A more important rebellion followed. Three of the chief provinces of the empire, Media, Armenia, and Assyria, revolted in concert. A Median monarch was set up, who called himself Xathrites, and claimed descent from the great Oyaxares; and it would seem that the three countries immediately acknowledged his sway. Darius, seeing how formidable the revolt was, determined to act with caution. Settling himself at the newly-conquered city of Babylon, he resolved to employ his generals against the rebels, and in this way to gauge the strength of the outbreak, before adventuring his own person into the fray. Hydarnes, one of the Seven conspirators, was sent into Media with an army, while Dadarses, an Armenian, was dispatched into Armenia, and Vomises, a Persian, was ordered to march through Assyria into the same country. All three generals were met by the forces of the pretender, and several battles were fought, with results that seem not to have been very decisive. Darius claims the victory on each occasion for his own generals; but it is evident that his arms made little progress, and that, in spite of several small defeats, the rebellion maintained a bold front, and was thought not unlikely to be successful. So strong was this feeling that two of the eastern provinces, Hyrcania and Parthia, deserted the Persian cause in the midst of the struggle, and placed themselves under the rule of Xathrites. Either this circumstance, or the general position of affairs, induced Darius at length to take the field in person. Quitting Babylon, he marched into Media, and being met by the pretender near a town called Kudrus, he defeated him in a great battle. This is no doubt the engagement of which Herodotus speaks, and which he rightly regards as decisive. The battle of Kudrus gave Ecbatana into the hands of Darius, and made the Median prince an outcast and a fugitive. He fled towards the East, probably intending to join his partisans in Hyrcania and Parthia, but was overtaken in the district of Rhages and made prisoner by the troops of Darius. The king treated his captive with extreme severity. Having cut off his nose, ears, and tongue, he kept him for some time chained to the door of his palace, in order that there might be no doubt of his capture. When this object had been sufficiently secured, the wretched sufferer was allowed to end his miserable existence. He was crucified in his capital city, Ecbatana, before the eyes of those who had seen his former glory.
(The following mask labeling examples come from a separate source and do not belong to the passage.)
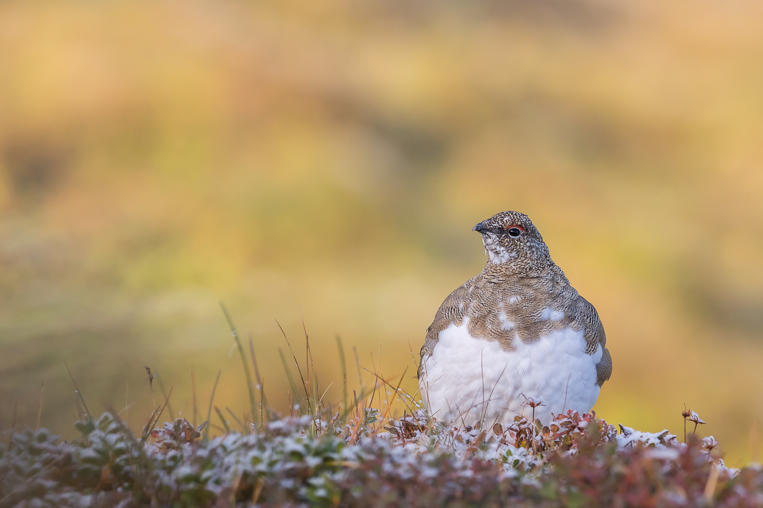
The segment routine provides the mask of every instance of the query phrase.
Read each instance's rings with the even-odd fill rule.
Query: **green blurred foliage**
[[[273,318],[301,361],[301,313],[327,398],[336,334],[410,389],[409,343],[485,260],[471,226],[517,209],[604,321],[598,415],[679,433],[685,403],[729,463],[759,460],[761,19],[751,0],[4,2],[0,423],[18,402],[34,426],[44,382],[42,424],[66,432],[64,361],[134,427],[146,365],[175,413],[192,366],[200,411],[222,369],[217,404],[243,413],[220,299],[282,411]]]

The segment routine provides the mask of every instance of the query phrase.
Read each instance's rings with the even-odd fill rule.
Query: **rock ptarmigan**
[[[590,411],[612,373],[596,309],[527,216],[501,212],[473,230],[490,259],[427,330],[418,369],[425,406],[437,420],[472,426]]]

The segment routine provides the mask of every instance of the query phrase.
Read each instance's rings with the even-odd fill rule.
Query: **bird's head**
[[[495,264],[517,268],[542,269],[553,264],[549,248],[530,217],[519,212],[501,212],[477,224],[472,231],[482,235],[482,243]]]

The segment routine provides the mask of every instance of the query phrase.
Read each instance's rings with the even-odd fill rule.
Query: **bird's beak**
[[[481,235],[483,232],[488,231],[488,228],[482,222],[478,222],[475,227],[472,228],[472,231],[476,231]]]

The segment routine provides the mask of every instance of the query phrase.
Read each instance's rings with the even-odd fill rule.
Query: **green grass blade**
[[[297,384],[294,382],[294,377],[291,375],[291,370],[286,363],[286,357],[284,356],[283,350],[279,347],[278,354],[281,355],[281,363],[284,364],[284,370],[286,371],[286,379],[288,379],[288,385],[291,387],[291,394],[295,397],[295,402],[297,401]]]
[[[222,369],[217,371],[217,377],[214,379],[214,386],[212,387],[212,396],[209,398],[209,409],[207,411],[207,421],[212,417],[212,401],[214,401],[214,392],[217,389],[217,382],[220,381],[220,375],[223,373]],[[206,427],[204,429],[204,440],[209,441],[209,427],[211,427],[208,423]]]
[[[344,347],[342,345],[342,338],[336,336],[336,348],[339,350],[339,362],[342,367],[342,411],[347,411],[347,364],[344,359]]]
[[[225,308],[225,304],[221,302],[220,307],[223,309],[225,319],[227,320],[228,326],[230,327],[230,334],[233,336],[233,339],[236,340],[236,346],[238,347],[239,354],[241,355],[241,363],[243,364],[243,373],[246,376],[246,388],[249,389],[249,402],[251,404],[252,414],[255,414],[257,410],[257,404],[254,398],[254,383],[252,382],[252,374],[249,371],[249,363],[246,361],[246,356],[243,353],[243,346],[241,345],[238,331],[236,329],[236,325],[233,324],[233,320],[228,313],[228,309]]]

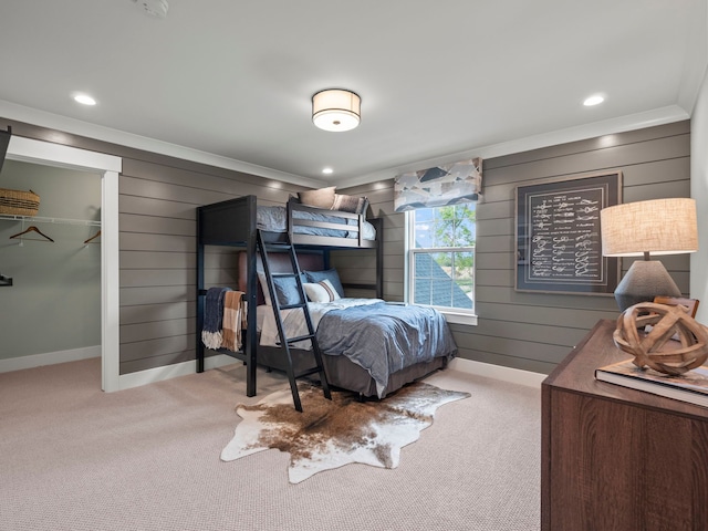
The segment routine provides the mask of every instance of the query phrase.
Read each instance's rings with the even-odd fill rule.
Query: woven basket
[[[0,214],[15,216],[37,216],[40,209],[40,196],[32,190],[9,190],[0,188]]]

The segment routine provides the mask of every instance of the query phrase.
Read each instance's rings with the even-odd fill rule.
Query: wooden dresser
[[[708,408],[597,382],[600,321],[542,384],[541,529],[708,530]]]

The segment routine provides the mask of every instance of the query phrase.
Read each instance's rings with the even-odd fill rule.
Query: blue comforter
[[[355,219],[345,219],[326,214],[295,210],[293,217],[298,219],[309,219],[314,221],[326,221],[330,223],[343,223],[356,226]],[[256,222],[259,229],[273,232],[284,232],[288,230],[288,210],[285,207],[258,207]],[[365,240],[376,239],[376,229],[368,221],[364,223],[362,237]],[[294,227],[298,235],[334,236],[337,238],[358,238],[358,232],[351,230],[323,229],[320,227],[308,227],[299,225]]]
[[[325,313],[317,326],[317,342],[324,354],[344,355],[365,368],[379,397],[392,373],[457,352],[440,312],[385,302]]]

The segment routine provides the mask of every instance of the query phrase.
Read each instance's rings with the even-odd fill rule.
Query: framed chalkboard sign
[[[620,259],[602,256],[600,210],[622,200],[622,171],[517,187],[517,291],[612,294]]]

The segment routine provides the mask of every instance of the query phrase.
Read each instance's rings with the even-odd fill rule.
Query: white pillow
[[[268,289],[268,279],[266,278],[266,273],[262,271],[258,271],[258,280],[261,284],[261,291],[263,292],[263,299],[266,299],[266,304],[269,306],[273,303],[270,300],[270,290]]]
[[[322,280],[315,284],[306,282],[303,285],[308,299],[312,302],[332,302],[342,299],[329,280]]]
The rebellion was thus crushed in its original seat, but it had still to be put down in the countries whereto it had extended itself. Parthia and Hyrcania, which had embraced the cause of the pretender, were still maintaining a conflict with their former governor, Hystaspes, Darius’s father. Darius marched as far as Rhages to his father’s assistance, and dispatched from that point a body of Persian troops to reinforce him. With this important aid Hystaspes once more gave the rebels battle, and succeeded in defeating them so entirely that they presently made their submission.

Troubles, meanwhile, had broken out in Sagartia. A native chief, moved probably by the success which had for a while attended the Median rebel who claimed to rule as the descendant and representative of Cyaxares, came forward with similar pretensions, and was accepted by the Sargartians as their monarch. This revolt, however, proved unimportant. Darius suppressed it with the utmost facility by means of a mixed army of Persians and Medes, whom he placed under a Median leader, Tachamaspates. The pretender was captured and treated almost exactly in the same way as the Mede whose example he had followed. His nose and ears were cut off; he was chained for a while at the palace door; and finally he was crucified at Arbela.